Published: Sat, March 17, 2018
Economy | By

White House Confirms Kudlow Appointed National Economic Council Director to Replace Cohn

White House Confirms Kudlow Appointed National Economic Council Director to Replace Cohn

President Donald Trump has chosen Larry Kudlow to be his top economic aide, elevating the influence of a long-time fixture on the CNBC business news network who previously served in the Reagan administration and has emerged as a leading evangelist for tax cuts and a smaller government.

Trump announced on Twitter on Thursday that conservative economic commentator Larry Kudlow was appointed to the position of director of the National Economic Council.

In the 1980s, he served as White House budget director under former president Ronald Reagan and is still a champion of that era's conservative, supply-side economics, which calls for cutting taxes to boost growth - an ideology that the Trump administration has emphatically embraced. "It didn't happen", he said.

White House spokesman Sarah Sanders also confirmed that Mr Trump had offered him the position.

Mr Stephen Massocca, senior vice-president at Wedbush Securities in San Francisco, said: "Mr Larry Kudlow is very much a free trader".

"This shows (Mr Trump) wants to hear the other side of the argument as well". Cohn is leaving after a dispute over Trump's decision to impose tariffs on imported steel and aluminum.

Kudlow, 70, has informally advised the Trump administration in the past and he has spoken with the president "at some length in recent days", so that he is ready "to hit the ground running".

"He hated Trump's tariffs, though he eventually said something positive about sanctions on China for dumping steel.

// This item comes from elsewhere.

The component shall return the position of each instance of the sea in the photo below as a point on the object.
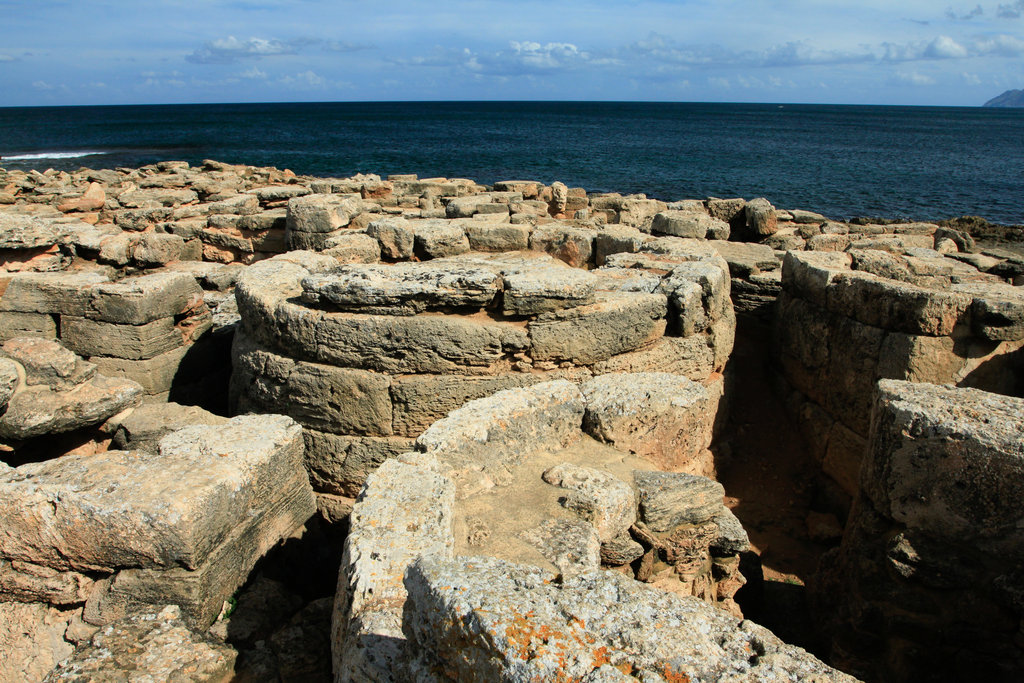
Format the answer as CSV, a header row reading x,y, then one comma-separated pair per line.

I must say, as somebody who doesn't like tariffs, I think China has earned a tough response", he said, adding that he hoped a coalition of countries could act against China on trade. He was also one of the authors of an article that argued such tariffs were akin to sanctions on the United States itself. He echoed his future boss' views that the North American Free Trade Agreement with Canada and Mexico needed fixing and said the European Union had "very bad protectionist policies". Kudlow added, in the interview with CNBC, that he did not like blanket tariffs.

Kudlow spoke to media outlets earlier on Tuesday, saying he had been offered the job.